麻婆口腔まぼこくさんが身に覚えのない私からの恐喝の被害を公然とSNS上で告発した時も、矢木くんから十数件にわたる数千文字の憎悪を表現するメッセージが届いた時も。この時ばかりは逆で、私は『私のせいなんだ』と思いましたよ。なんの心当たりもない、直感的な自責です」





────トドオカ氏は、本当に何もしていない。それは間違いありませんか?





「……それは、もう、わからないんです。本当に何もしていないと、自分では思っていますが……確信は、もうありません。
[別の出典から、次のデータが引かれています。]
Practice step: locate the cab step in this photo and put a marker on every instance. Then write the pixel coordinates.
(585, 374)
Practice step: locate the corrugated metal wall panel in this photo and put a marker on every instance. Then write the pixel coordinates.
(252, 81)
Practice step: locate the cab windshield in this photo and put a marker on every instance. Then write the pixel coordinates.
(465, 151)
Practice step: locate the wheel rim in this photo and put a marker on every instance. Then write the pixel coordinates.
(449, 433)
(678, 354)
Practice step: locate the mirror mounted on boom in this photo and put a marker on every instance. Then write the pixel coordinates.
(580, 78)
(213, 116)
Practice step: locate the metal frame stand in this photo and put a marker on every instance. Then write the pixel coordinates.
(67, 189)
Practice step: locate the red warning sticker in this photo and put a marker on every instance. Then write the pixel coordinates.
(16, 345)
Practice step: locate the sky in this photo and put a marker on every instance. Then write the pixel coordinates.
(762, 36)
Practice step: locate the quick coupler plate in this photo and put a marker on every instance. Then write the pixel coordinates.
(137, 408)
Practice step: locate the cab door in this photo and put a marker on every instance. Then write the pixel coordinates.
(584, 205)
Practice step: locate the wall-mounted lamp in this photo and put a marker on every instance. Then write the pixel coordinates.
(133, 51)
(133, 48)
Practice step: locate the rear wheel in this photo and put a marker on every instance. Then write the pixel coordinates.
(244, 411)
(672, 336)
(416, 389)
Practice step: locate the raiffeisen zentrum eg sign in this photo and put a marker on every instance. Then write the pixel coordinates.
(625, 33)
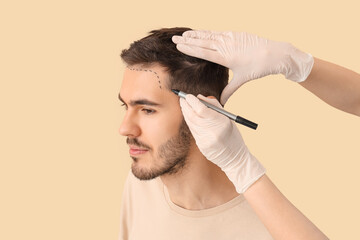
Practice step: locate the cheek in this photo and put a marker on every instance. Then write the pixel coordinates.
(158, 129)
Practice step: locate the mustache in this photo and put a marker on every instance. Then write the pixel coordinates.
(136, 142)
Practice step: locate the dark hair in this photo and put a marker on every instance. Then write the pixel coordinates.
(188, 74)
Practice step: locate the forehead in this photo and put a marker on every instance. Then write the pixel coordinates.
(144, 82)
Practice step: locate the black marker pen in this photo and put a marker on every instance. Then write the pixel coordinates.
(237, 119)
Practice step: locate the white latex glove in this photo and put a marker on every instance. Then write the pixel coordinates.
(220, 141)
(248, 56)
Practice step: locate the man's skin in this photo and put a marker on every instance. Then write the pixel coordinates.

物的にも私は何もしていない、その材料が揃っているのに……これだけのことが起こる、説明が、自分の中でつかないんです」






────しかし、それだけの異常事態が起こりながら、トドノベルは止まらなかった。






「仰るとおりです。それどころか、加速するように勢いは増していきました。私と直接繋がっていたわけではないフォロワーの方がムーブメントを担うようになって、その方の小説は読んでいないのに、訃報だけが飛び込んでくる。さかし、止めようが私にはありません」





────当然、多分に思うところがあったわけですね。





「ええ。この機会は私にとって、説明責任を果たす場……告解のような、自戒のような、そういう心持ちです。ここで話さなければ意味がなかった。私にとっても、亡くなられた旧友にとっても……」





────トドオカ氏には当人にしかわからない苦悩があったとお察しします。改めて、この場でトドノベルに関するすべてについて、どんなことでもかまいません。話されたいことがあれば、是非お願いします。
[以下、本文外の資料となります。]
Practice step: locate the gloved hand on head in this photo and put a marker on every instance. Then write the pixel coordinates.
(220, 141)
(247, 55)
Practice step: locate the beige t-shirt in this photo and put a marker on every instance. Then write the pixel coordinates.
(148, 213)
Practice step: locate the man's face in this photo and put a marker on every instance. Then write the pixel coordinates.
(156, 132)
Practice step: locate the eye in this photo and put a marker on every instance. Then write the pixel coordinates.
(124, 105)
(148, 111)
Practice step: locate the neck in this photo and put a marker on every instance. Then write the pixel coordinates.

「はい、……まず、私はトドノベルを止める力をもはや持ちません。それは止められたうちに止めなかった自分への罰だと思っています。そして、さまざまな理由でトドノベルを書く人たちを止めるべきなのかとも思います」





「これだけの事件が起きながら、それぞれの気持ちを持ってこの潮流に飛び込む人たち。はじまりの理念とは違っていても、その選択を、もはや形骸化した主催の私が左右していいものか。ただ自分が気味悪いという理由だけで」





「しかし、やはり私自身の気持ちを口にすると、私は私の名前を冠した催しで、不気味に人が死んでいくことには忌避感があります。それだけは揺るがない。私がこの異常なコンテストに何かの残滓を遺せるとしたら、きっとこの呪いのような言葉だけでしょう」





────ありがとうございました。以上でインタビューは終了となります。





「……ありがとうございました」





────……どうされましたか?





「あと一言。大事なことを忘れていました」





────ああ、申し訳ありません。では、お願いします。











「#█████」











【インタビュー終了】


インタビュアー:【個人情報保護の観点から匿名化済み】。2021年醜影社入社。以降はレポーター、ライターとして活動。2024年に退社、海馬社よりノンフィクション系ミステリ『海獣面の肖像』を敢行。2024年没。